Un professeur badass, des élèves ingérables, des problèmes de société et quelques baffes distribuées avec la délicatesse d’un huissier venu saisir le mobilier : sur le papier, je signe.
Sauf qu’au bout de quelques épisodes, j’ai surtout eu l’impression de regarder un anti-GTO.
Et pas franchement celui que j’espérais.
Soyons honnêtes : Que ça vous serve de leçon ! est plutôt bien foutue.
La réalisation est solide, l’interprétation globalement convaincante et les différentes histoires sont suffisamment bien rythmées pour qu’on ne regarde pas sa montre toutes les dix minutes.
Surtout, la série a le mérite de s’attaquer à de vraies problématiques liées à la jeunesse et à l’école : harcèlement, violence, pression familiale, abus de pouvoir, responsabilité des adultes, dérives institutionnelles…
Bref, il y a quelque chose à raconter.
Et c’est probablement ce qui rend ses défauts encore plus frustrants.
Parce que, problème après problème, la série semble avoir trouvé une méthode pédagogique universelle :
l’autorité, le rapport de force et, lorsque ça ne suffit pas, la violence.
Un élève dépasse les bornes ?
On lui montre qui est le plus fort.
Un adulte abuse de son pouvoir ?
On lui montre qu’il existe quelqu’un d’encore plus puissant.
Une institution dysfonctionne ?
On passe en force.
La pédagogie façon Que ça vous serve de leçon !, c’est parfois :
« Et si on réglait les problèmes de l’Éducation nationale comme une bonne vieille baston ? »
Et c’est là que la comparaison avec GTO devient intéressante.
Parce qu’Onizuka est lui aussi violent. Le mec n’a pas exactement validé son BAFA option diplomatie.
Mais chez Fujisawa, la violence n’est jamais vraiment le projet éducatif.
Le cœur de GTO, c’est la relation humaine.
Onizuka cherche à comprendre ses élèves, leurs blessures, leurs peurs, leurs contradictions. Il accepte de rentrer dans leur monde pour essayer de les aider à en sortir.
Il ne cherche pas simplement à leur apprendre à obéir.
Il cherche à leur apprendre à grandir.
Et c’est précisément ce qui manque ici.
Je n’ai absolument rien contre la loi du plus fort dans une œuvre de divertissement.
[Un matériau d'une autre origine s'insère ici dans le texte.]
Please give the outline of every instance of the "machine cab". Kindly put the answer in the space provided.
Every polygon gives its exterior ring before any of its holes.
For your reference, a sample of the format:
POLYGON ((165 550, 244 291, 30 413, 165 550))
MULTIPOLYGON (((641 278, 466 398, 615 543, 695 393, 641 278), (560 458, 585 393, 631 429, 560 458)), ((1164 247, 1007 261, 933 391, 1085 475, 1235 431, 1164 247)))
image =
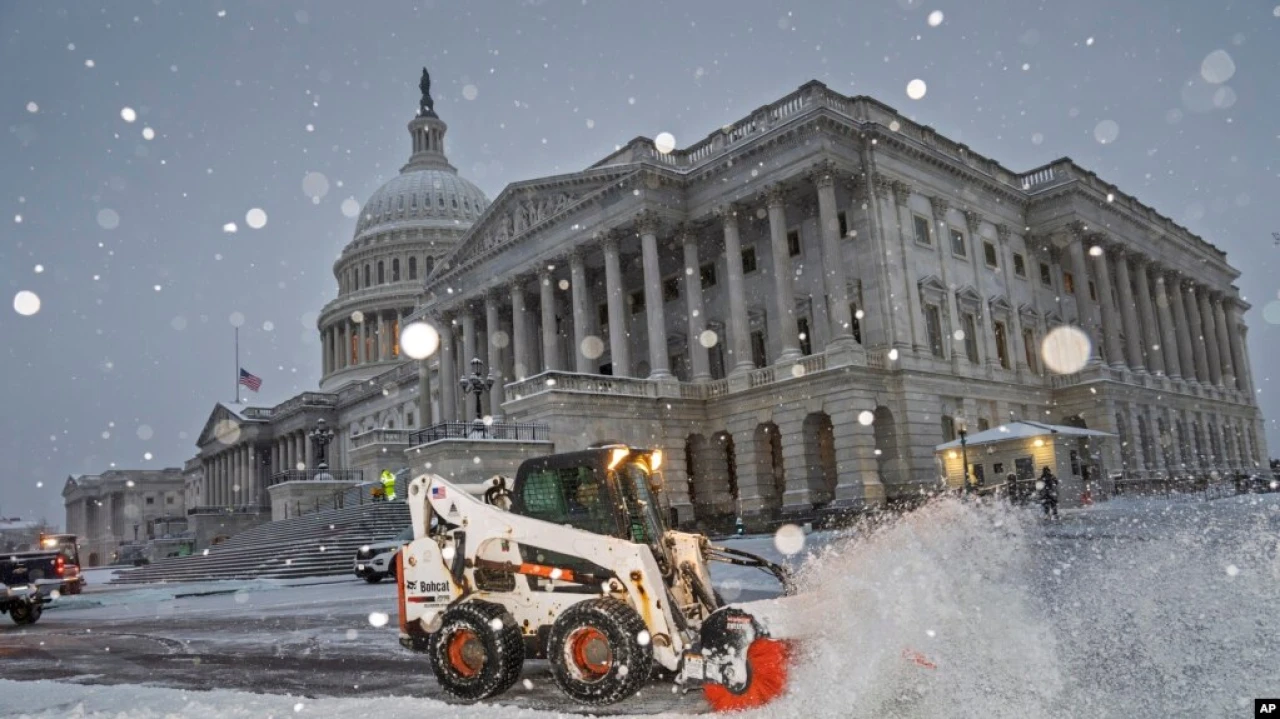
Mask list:
POLYGON ((668 527, 662 450, 609 444, 527 459, 516 473, 511 510, 557 525, 646 544, 662 562, 668 527))

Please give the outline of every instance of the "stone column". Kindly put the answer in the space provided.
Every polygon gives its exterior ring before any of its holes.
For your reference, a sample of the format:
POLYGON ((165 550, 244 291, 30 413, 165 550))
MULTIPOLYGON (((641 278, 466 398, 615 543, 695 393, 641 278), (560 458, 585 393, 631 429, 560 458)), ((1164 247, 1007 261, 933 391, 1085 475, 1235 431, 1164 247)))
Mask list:
POLYGON ((1202 384, 1210 383, 1208 353, 1204 352, 1204 322, 1199 316, 1199 304, 1196 302, 1196 283, 1185 280, 1179 287, 1179 301, 1187 310, 1187 339, 1192 345, 1192 356, 1196 358, 1196 379, 1202 384))
POLYGON ((1111 269, 1107 266, 1107 252, 1101 235, 1094 238, 1096 252, 1092 247, 1089 255, 1093 257, 1093 273, 1097 275, 1094 285, 1098 292, 1098 304, 1102 307, 1102 336, 1107 349, 1107 361, 1112 367, 1124 367, 1124 344, 1120 342, 1120 312, 1116 308, 1115 293, 1111 290, 1111 269))
POLYGON ((1204 345, 1204 354, 1208 357, 1208 376, 1217 386, 1222 386, 1222 357, 1217 352, 1217 322, 1213 319, 1213 308, 1208 303, 1208 288, 1197 287, 1196 299, 1201 313, 1201 331, 1204 345))
MULTIPOLYGON (((1180 380, 1187 375, 1183 374, 1185 367, 1183 365, 1183 340, 1180 325, 1174 321, 1176 313, 1174 306, 1181 303, 1175 302, 1178 297, 1169 289, 1169 283, 1172 281, 1176 287, 1176 280, 1171 280, 1171 275, 1158 265, 1153 264, 1151 269, 1156 275, 1156 315, 1160 317, 1160 349, 1165 358, 1165 374, 1171 379, 1180 380)), ((1190 371, 1190 367, 1187 367, 1187 372, 1190 371)))
POLYGON ((1222 363, 1222 386, 1236 389, 1235 362, 1231 361, 1231 339, 1228 333, 1226 311, 1222 310, 1222 293, 1212 293, 1213 329, 1217 333, 1217 356, 1222 363))
POLYGON ((737 375, 755 368, 742 289, 742 242, 737 234, 737 207, 723 205, 717 212, 724 225, 724 264, 728 269, 728 353, 733 362, 730 374, 737 375))
POLYGON ((631 376, 631 345, 627 331, 627 303, 622 288, 622 258, 618 256, 618 235, 604 235, 604 285, 609 302, 609 357, 613 376, 631 376))
POLYGON ((682 228, 677 234, 685 249, 685 308, 689 313, 689 365, 692 371, 690 379, 701 383, 712 379, 712 370, 707 347, 701 342, 707 317, 703 313, 703 273, 698 264, 698 235, 687 228, 682 228))
MULTIPOLYGON (((1240 303, 1234 298, 1228 299, 1229 304, 1226 313, 1230 317, 1228 324, 1226 336, 1231 342, 1231 365, 1235 367, 1235 386, 1240 391, 1252 394, 1252 377, 1249 376, 1248 360, 1244 356, 1244 320, 1242 315, 1244 313, 1240 308, 1240 303)), ((1252 400, 1252 399, 1251 399, 1252 400)), ((1245 450, 1244 454, 1248 452, 1245 450)))
POLYGON ((493 389, 489 390, 489 416, 497 421, 502 416, 502 403, 507 400, 507 393, 503 388, 507 377, 502 375, 502 354, 506 349, 494 343, 494 336, 502 330, 498 320, 498 294, 493 290, 484 294, 484 325, 485 334, 489 336, 489 374, 493 375, 493 389))
POLYGON ((559 333, 556 326, 556 278, 545 266, 538 270, 539 311, 543 325, 543 370, 563 368, 559 358, 559 333))
MULTIPOLYGON (((511 280, 511 347, 516 354, 516 381, 534 375, 532 349, 529 336, 529 316, 525 312, 525 278, 511 280)), ((457 381, 453 377, 449 381, 457 381)), ((440 380, 444 384, 444 380, 440 380)))
POLYGON ((1098 322, 1094 320, 1093 301, 1089 299, 1089 270, 1084 261, 1084 238, 1076 233, 1069 241, 1066 249, 1071 265, 1071 281, 1074 283, 1075 321, 1089 336, 1089 362, 1096 362, 1101 360, 1098 347, 1103 340, 1098 331, 1098 322))
POLYGON ((644 264, 644 313, 649 330, 649 379, 669 380, 667 356, 667 313, 662 297, 662 267, 658 264, 659 217, 645 210, 636 217, 640 230, 640 256, 644 264))
MULTIPOLYGON (((337 430, 337 427, 334 427, 334 430, 337 430)), ((316 464, 319 463, 319 458, 316 457, 316 443, 311 441, 311 438, 307 436, 306 430, 302 430, 298 434, 302 441, 302 461, 306 463, 307 470, 316 470, 317 468, 316 464)), ((329 443, 330 445, 338 440, 337 431, 333 435, 333 439, 334 441, 329 443)), ((328 459, 328 457, 325 457, 325 459, 328 459)), ((333 462, 329 462, 328 464, 329 467, 333 467, 333 462)))
POLYGON ((462 366, 458 375, 471 374, 471 360, 479 357, 476 353, 476 316, 470 307, 463 306, 462 311, 462 366))
MULTIPOLYGON (((512 287, 512 299, 520 298, 521 306, 524 299, 520 294, 520 289, 512 287)), ((524 308, 524 307, 521 307, 524 308)), ((518 325, 518 322, 517 322, 518 325)), ((440 319, 440 421, 454 422, 458 418, 458 375, 457 367, 453 366, 453 321, 451 317, 440 319)))
POLYGON ((787 251, 787 205, 786 191, 781 184, 771 186, 764 192, 764 202, 769 210, 769 246, 773 249, 773 296, 778 312, 778 342, 782 353, 778 362, 794 362, 800 354, 800 330, 796 325, 795 278, 791 269, 791 253, 787 251))
POLYGON ((1133 297, 1133 280, 1129 278, 1129 257, 1124 247, 1112 248, 1116 262, 1116 289, 1120 292, 1120 319, 1124 321, 1125 354, 1129 368, 1147 371, 1146 352, 1143 352, 1142 328, 1138 326, 1138 306, 1133 297))
POLYGON ((581 247, 575 247, 568 255, 570 289, 573 293, 573 371, 595 374, 595 360, 582 353, 590 326, 591 290, 586 285, 586 257, 581 247))
POLYGON ((832 349, 855 344, 854 319, 849 313, 849 285, 845 281, 845 257, 840 248, 840 219, 836 211, 836 165, 823 160, 809 174, 818 188, 818 228, 822 233, 822 279, 827 289, 827 316, 831 320, 832 349))
POLYGON ((1183 368, 1183 379, 1199 379, 1196 367, 1196 351, 1192 349, 1190 322, 1187 316, 1187 302, 1183 299, 1183 279, 1176 271, 1170 271, 1165 280, 1169 293, 1169 306, 1174 308, 1174 330, 1178 333, 1178 363, 1183 368))
MULTIPOLYGON (((1151 299, 1151 281, 1147 278, 1147 260, 1142 255, 1133 255, 1126 266, 1133 266, 1134 281, 1138 290, 1138 315, 1142 319, 1143 356, 1147 371, 1164 375, 1165 370, 1165 340, 1160 336, 1160 322, 1156 321, 1156 307, 1151 299)), ((1171 338, 1170 338, 1171 339, 1171 338)))

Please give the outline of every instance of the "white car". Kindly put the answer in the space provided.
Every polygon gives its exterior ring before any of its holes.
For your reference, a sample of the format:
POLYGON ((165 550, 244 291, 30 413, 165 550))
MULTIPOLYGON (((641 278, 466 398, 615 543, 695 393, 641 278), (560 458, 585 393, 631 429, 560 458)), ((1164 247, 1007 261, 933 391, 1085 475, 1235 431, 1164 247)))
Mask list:
POLYGON ((413 540, 413 527, 406 527, 396 539, 366 544, 356 550, 356 577, 371 585, 396 576, 396 553, 413 540))

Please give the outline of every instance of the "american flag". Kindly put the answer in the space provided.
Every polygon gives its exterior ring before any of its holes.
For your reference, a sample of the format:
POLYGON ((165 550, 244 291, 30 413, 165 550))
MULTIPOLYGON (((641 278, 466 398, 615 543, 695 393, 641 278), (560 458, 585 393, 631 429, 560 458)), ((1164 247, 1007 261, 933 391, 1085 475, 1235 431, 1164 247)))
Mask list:
POLYGON ((241 367, 241 384, 250 388, 253 391, 257 391, 257 389, 262 386, 262 377, 250 374, 248 370, 241 367))

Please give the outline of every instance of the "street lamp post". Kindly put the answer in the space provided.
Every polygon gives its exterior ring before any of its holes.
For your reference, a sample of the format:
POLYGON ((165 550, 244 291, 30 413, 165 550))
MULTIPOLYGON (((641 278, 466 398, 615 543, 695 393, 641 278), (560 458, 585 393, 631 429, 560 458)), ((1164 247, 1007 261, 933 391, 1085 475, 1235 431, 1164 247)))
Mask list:
POLYGON ((311 438, 311 441, 316 443, 316 468, 328 470, 329 462, 325 459, 325 446, 333 441, 333 430, 329 427, 328 422, 320 418, 316 420, 316 427, 311 430, 308 436, 311 438))
POLYGON ((484 362, 481 362, 479 357, 475 357, 471 360, 471 376, 463 376, 458 380, 458 384, 462 385, 463 394, 470 393, 476 395, 476 418, 472 422, 472 431, 479 431, 481 436, 486 435, 486 431, 484 423, 484 406, 480 398, 484 393, 493 389, 494 383, 493 372, 484 376, 484 362))

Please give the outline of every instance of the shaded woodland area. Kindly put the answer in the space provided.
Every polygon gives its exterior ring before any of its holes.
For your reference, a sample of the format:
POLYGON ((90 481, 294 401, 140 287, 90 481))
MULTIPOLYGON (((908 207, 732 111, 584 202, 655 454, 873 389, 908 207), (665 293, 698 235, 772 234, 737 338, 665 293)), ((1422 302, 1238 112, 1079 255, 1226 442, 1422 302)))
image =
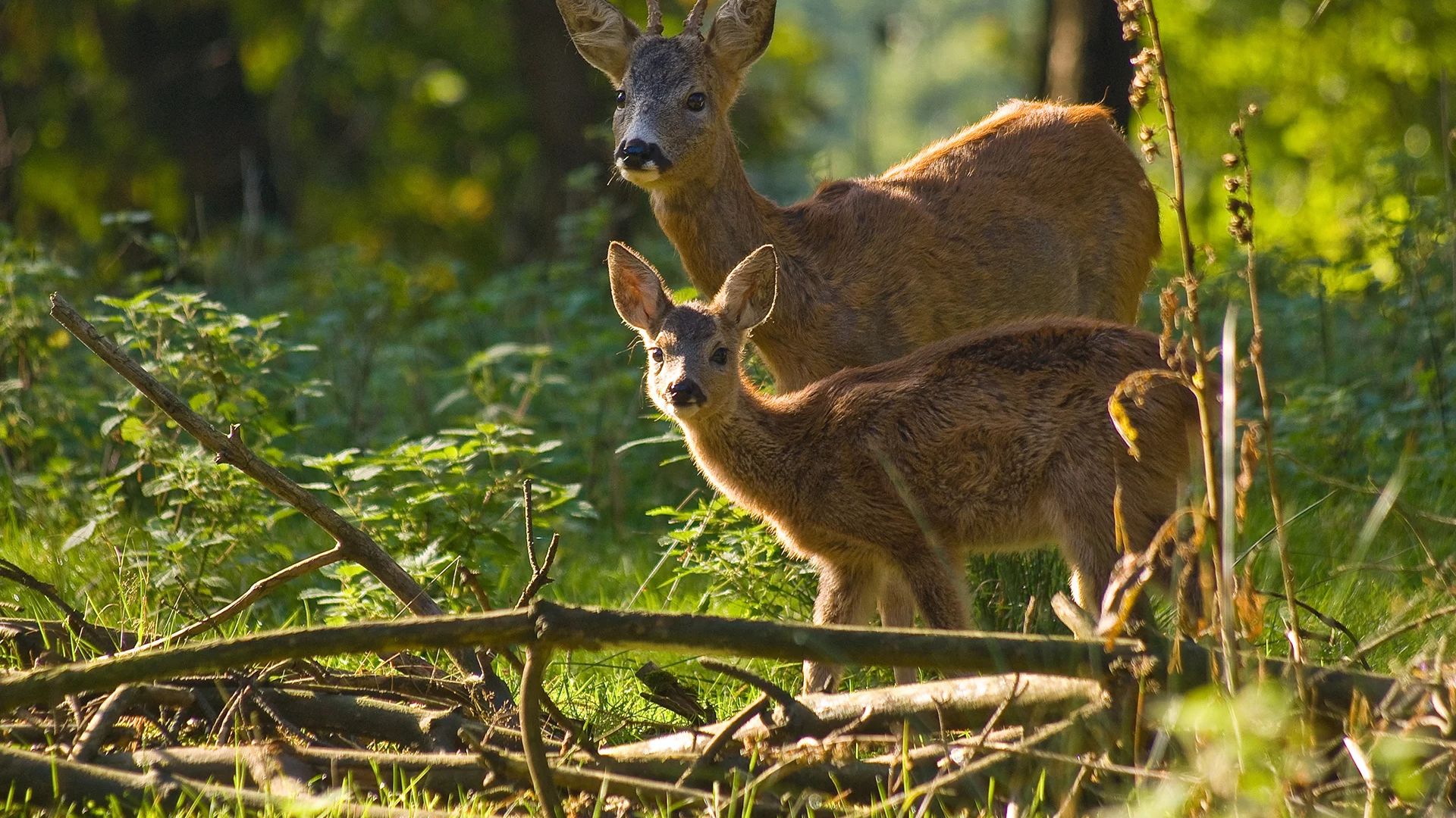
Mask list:
POLYGON ((1162 208, 1139 323, 1235 390, 1184 498, 1229 527, 1179 531, 1232 555, 1227 632, 1092 640, 1053 550, 970 560, 974 633, 799 624, 811 566, 644 399, 609 240, 692 288, 552 1, 9 0, 0 780, 115 799, 77 815, 1450 808, 1456 0, 1165 0, 1158 38, 1143 0, 778 6, 731 119, 779 202, 1009 98, 1117 112, 1162 208), (804 658, 863 664, 796 697, 804 658))

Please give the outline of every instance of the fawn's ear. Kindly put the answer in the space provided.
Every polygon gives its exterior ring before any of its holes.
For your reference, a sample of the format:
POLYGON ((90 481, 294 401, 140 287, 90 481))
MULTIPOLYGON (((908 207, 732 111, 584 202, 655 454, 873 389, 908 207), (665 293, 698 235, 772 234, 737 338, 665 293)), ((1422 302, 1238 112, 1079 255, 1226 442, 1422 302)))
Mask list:
POLYGON ((606 0, 556 0, 577 51, 613 84, 628 73, 628 55, 639 31, 620 9, 606 0))
POLYGON ((773 245, 764 245, 738 262, 713 298, 713 307, 728 323, 747 332, 773 311, 779 287, 779 258, 773 245))
POLYGON ((673 309, 662 277, 622 242, 613 242, 607 250, 607 271, 612 274, 612 303, 617 306, 617 314, 648 338, 657 338, 662 319, 673 309))
POLYGON ((776 0, 727 0, 708 29, 708 51, 728 71, 744 71, 763 57, 773 36, 776 0))

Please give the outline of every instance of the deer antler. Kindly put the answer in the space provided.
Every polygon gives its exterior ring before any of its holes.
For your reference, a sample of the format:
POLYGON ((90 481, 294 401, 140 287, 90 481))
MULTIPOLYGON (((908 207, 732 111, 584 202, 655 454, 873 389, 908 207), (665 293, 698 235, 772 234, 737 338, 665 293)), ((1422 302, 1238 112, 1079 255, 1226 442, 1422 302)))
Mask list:
POLYGON ((662 33, 662 7, 658 0, 646 0, 646 32, 658 36, 662 33))
POLYGON ((708 0, 697 0, 693 3, 693 10, 687 15, 687 22, 683 23, 683 33, 696 33, 702 36, 697 31, 703 25, 703 13, 708 12, 708 0))

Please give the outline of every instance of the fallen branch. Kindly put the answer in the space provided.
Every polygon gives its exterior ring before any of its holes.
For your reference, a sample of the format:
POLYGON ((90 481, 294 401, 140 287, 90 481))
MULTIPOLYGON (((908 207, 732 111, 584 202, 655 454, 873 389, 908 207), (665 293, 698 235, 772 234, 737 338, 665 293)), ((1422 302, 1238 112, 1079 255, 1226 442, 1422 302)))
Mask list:
POLYGON ((71 629, 71 633, 80 636, 90 646, 102 651, 105 654, 115 654, 118 651, 125 651, 128 646, 137 643, 137 635, 128 633, 125 630, 115 630, 112 627, 105 627, 87 622, 82 611, 76 610, 70 603, 61 597, 61 592, 55 589, 55 585, 38 579, 19 565, 0 559, 0 578, 9 579, 17 585, 23 585, 36 594, 45 597, 52 605, 61 610, 66 617, 66 626, 71 629))
MULTIPOLYGON (((1003 704, 1009 713, 1008 719, 1034 722, 1047 712, 1064 712, 1105 700, 1102 687, 1093 681, 1025 674, 922 681, 853 693, 814 693, 799 697, 798 706, 810 712, 818 729, 782 738, 786 741, 804 736, 823 738, 849 725, 858 732, 898 731, 903 722, 910 722, 920 734, 977 729, 1003 704)), ((776 736, 782 729, 780 723, 782 715, 772 719, 760 716, 747 720, 732 738, 741 742, 760 742, 776 736)), ((603 748, 601 753, 609 758, 705 753, 712 736, 724 726, 724 723, 708 725, 696 731, 603 748)))
POLYGON ((192 624, 188 624, 186 627, 175 630, 166 636, 153 639, 146 645, 137 645, 135 648, 131 648, 131 651, 147 651, 151 648, 160 648, 162 645, 172 645, 173 642, 182 642, 183 639, 188 639, 191 636, 195 636, 205 630, 211 630, 218 624, 223 624, 224 622, 243 613, 253 603, 266 597, 280 585, 297 579, 306 573, 312 573, 320 568, 333 565, 335 562, 345 559, 345 556, 347 555, 344 552, 344 546, 333 546, 326 552, 319 552, 313 556, 303 557, 298 562, 290 565, 288 568, 284 568, 275 573, 264 576, 258 582, 253 582, 246 591, 243 591, 242 597, 237 597, 232 603, 227 603, 221 608, 204 616, 202 619, 194 622, 192 624))
MULTIPOLYGON (((58 806, 61 803, 83 805, 116 801, 124 806, 140 806, 156 799, 163 806, 176 806, 192 798, 202 798, 221 805, 243 805, 249 809, 287 814, 307 808, 307 799, 281 799, 261 792, 194 782, 176 776, 122 773, 98 764, 82 764, 29 753, 12 747, 0 747, 0 783, 10 785, 16 792, 15 802, 35 806, 58 806), (23 795, 29 792, 29 799, 23 795)), ((319 806, 328 806, 331 814, 345 818, 446 818, 446 812, 432 809, 393 809, 389 806, 349 803, 342 799, 320 799, 319 806)))
MULTIPOLYGON (((243 444, 237 425, 224 435, 217 426, 194 412, 176 393, 154 378, 141 364, 98 332, 58 293, 51 294, 51 317, 105 361, 108 367, 131 381, 138 392, 146 394, 147 399, 156 403, 162 412, 186 429, 188 434, 197 438, 204 448, 215 456, 218 463, 237 467, 237 470, 272 492, 274 496, 297 508, 300 514, 323 528, 338 543, 344 556, 373 573, 406 608, 418 616, 441 616, 444 613, 440 604, 373 537, 344 520, 336 511, 325 505, 317 496, 291 480, 277 467, 253 454, 243 444)), ((510 688, 505 687, 505 683, 491 668, 482 667, 476 661, 475 654, 456 649, 451 655, 463 671, 486 680, 496 697, 496 704, 505 706, 510 702, 510 688)))
POLYGON ((116 719, 131 706, 132 699, 137 697, 137 687, 132 684, 122 684, 116 690, 111 691, 111 696, 102 702, 96 715, 92 716, 90 722, 86 723, 86 729, 71 745, 71 751, 67 757, 71 761, 90 761, 92 755, 100 750, 106 736, 111 735, 111 729, 116 726, 116 719))
MULTIPOLYGON (((304 656, 422 648, 505 645, 561 649, 651 649, 687 655, 817 659, 834 664, 903 665, 951 672, 1022 672, 1109 680, 1140 668, 1166 672, 1171 648, 1133 640, 1079 642, 1060 636, 786 624, 696 614, 617 611, 537 601, 529 611, 494 611, 400 622, 297 627, 38 668, 0 677, 0 710, 55 702, 68 693, 112 690, 132 681, 175 678, 304 656)), ((1179 687, 1207 683, 1216 654, 1179 643, 1179 687)), ((1283 659, 1261 658, 1270 677, 1289 675, 1283 659)), ((1420 680, 1335 668, 1309 668, 1307 683, 1331 706, 1393 700, 1402 690, 1427 690, 1420 680)))

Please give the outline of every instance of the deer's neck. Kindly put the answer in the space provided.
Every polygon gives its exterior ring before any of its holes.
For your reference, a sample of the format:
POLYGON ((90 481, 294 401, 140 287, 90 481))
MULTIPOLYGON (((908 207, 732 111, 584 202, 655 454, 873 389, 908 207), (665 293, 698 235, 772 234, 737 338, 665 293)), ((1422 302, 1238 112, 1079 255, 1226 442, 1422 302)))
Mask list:
MULTIPOLYGON (((709 175, 652 192, 652 213, 705 298, 748 253, 785 240, 780 210, 748 183, 731 132, 713 153, 709 175)), ((779 246, 780 259, 788 250, 779 246)))
POLYGON ((718 491, 756 514, 782 517, 802 472, 804 447, 794 445, 794 428, 785 408, 744 381, 737 406, 684 422, 683 434, 718 491))

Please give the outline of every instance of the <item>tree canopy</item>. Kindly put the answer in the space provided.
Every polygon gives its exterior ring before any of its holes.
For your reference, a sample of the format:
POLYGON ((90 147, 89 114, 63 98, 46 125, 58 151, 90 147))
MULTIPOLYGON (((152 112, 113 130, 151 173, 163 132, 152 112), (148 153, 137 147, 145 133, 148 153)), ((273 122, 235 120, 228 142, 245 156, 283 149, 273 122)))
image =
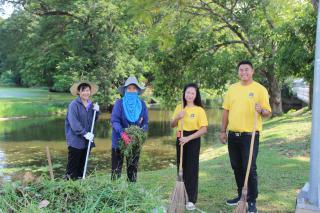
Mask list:
POLYGON ((109 104, 135 74, 172 105, 190 81, 223 91, 237 80, 237 62, 250 59, 281 114, 283 81, 312 80, 313 1, 5 2, 16 10, 0 20, 0 75, 18 85, 66 90, 86 78, 99 82, 109 104))

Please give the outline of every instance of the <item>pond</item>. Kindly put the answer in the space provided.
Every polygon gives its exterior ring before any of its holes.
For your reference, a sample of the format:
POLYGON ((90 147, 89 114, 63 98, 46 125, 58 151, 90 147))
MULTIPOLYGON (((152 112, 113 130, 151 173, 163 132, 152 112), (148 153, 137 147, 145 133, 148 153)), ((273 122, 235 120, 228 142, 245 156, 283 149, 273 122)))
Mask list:
MULTIPOLYGON (((217 143, 221 120, 219 109, 207 109, 208 133, 202 148, 217 143)), ((175 165, 175 130, 170 128, 172 112, 149 109, 148 139, 143 147, 139 170, 158 170, 175 165)), ((95 126, 96 147, 88 171, 110 173, 110 114, 102 114, 95 126)), ((64 117, 39 117, 0 121, 0 182, 21 179, 26 171, 48 175, 46 146, 49 146, 55 177, 63 177, 67 162, 64 117)))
Donnez-moi John Wick qui traverse un hôtel rempli de types armés, je pose mon cerveau sur la table et je profite du spectacle.
Mais lorsqu’on applique cette logique à l’éducation, ça me dérange davantage.
Parce qu’une école n’est pas censée être un endroit où le plus fort gagne.
C’est justement l’un des endroits où l’on devrait apprendre que la force ne constitue pas un argument.
Or la série semble parfois considérer que le problème principal est simplement l’absence d’une autorité suffisamment puissante pour remettre tout le monde à sa place.
Et là, mon cerveau fait :
« Attention, terrain glissant. »
C’est finalement là que Que ça vous serve de leçon ! me laisse le plus perplexe.
La série part pourtant d’un constat intéressant : l’institution scolaire peut être impuissante face à certaines formes de violence et de domination.
Mais sa réponse est souvent :
davantage d’autorité.
Là où GTO défend une forme d’humanisme anarchique — « faisons confiance à ces gamins, même lorsqu’ils sont complètement cons » — Que ça vous serve de leçon ! semble beaucoup plus séduite par l’idée que les problèmes disparaissent lorsqu’arrive quelqu’un capable d’imposer sa loi.
La différence est fondamentale.
GTO croit en la capacité de l’élève à changer.
Ici, on croit surtout en la capacité de l’adulte à reprendre le contrôle.
Et c’est franchement dommage, parce que la série possède de vraies qualités.
Les histoires sont efficaces. Les sujets sont importants. Certaines situations donnent réellement matière à réfléchir sur le harcèlement, la violence scolaire ou la responsabilité des adultes.
Mais à force de résoudre les conflits par le rapport de force, la réflexion finit par être étouffée par le fantasme de puissance.
Je peux parfaitement accepter qu’un film de vengeance me dise que la violence est la solution.
John Wick, lui, ne prétend pas m’apprendre à devenir un meilleur citoyen.
Mais une série qui parle d’éducation, de jeunesse et de transmission me demande forcément un peu plus.
Que ça vous serve de leçon ! n’est pas une mauvaise série.
Elle est même plutôt efficace.
Mais pour moi, elle rate quelque chose d’essentiel.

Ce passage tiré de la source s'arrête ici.